Martin remembered this particular men’s lavatory from a stint in London a lifetime ago. He’d been on his way to the Soviet Union and stopped off for a briefing from MI6’s East European desk. What cover had he been using then? It must have been the original Martin Odum legend because Dittmann and Pippen came later, or so it seemed to him. In a remote corner of a lobe of his brain he had filed away one of those tradecraft details that field hands collected as if they were rare stamps: This particular lavatory had a fire door that was locked, but could be opened in an emergency by breaking a glass and removing the key hanging on a hook behind it. To Martin’s way of thinking, this clearly qualified as an emergency. He found the glass and retrieved the key and opened the fire door. Moments later he found himself in a narrow passage that gave onto a side street and, as luck would have it, a taxi stand.
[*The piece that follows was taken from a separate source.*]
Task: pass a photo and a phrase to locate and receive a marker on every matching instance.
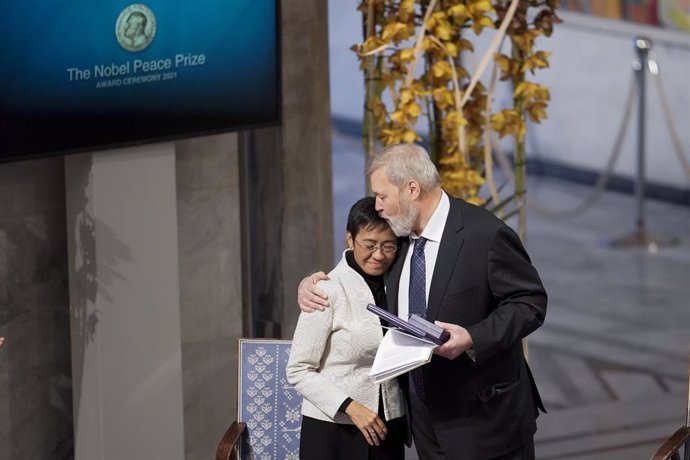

“Paddington,” he told the driver.

He changed taxis twice more and only gave his real destination to the final driver. “Golders Green,” he said, settling into the backseat and enjoying his fleeting triumph over the warm bodies from five.

“Any particular place on Golders Green?” the driver asked over the intercom.

“You can let me off near the clock at the top. I’ll walk from there.”

“Right you are, gov’nor. You American, are you?”

“What makes you think that?”

“It’s the accent, gov’nor. I know American when I hear it.”

“Actually I’m Polish,” Martin had said, “but I’ve lived in America and it rubbed off.”

The driver had tittered into the microphone. “I can tell someone what’s pulling me leg, gov’nor. If you’re Polish, that makes me an Eskimo.”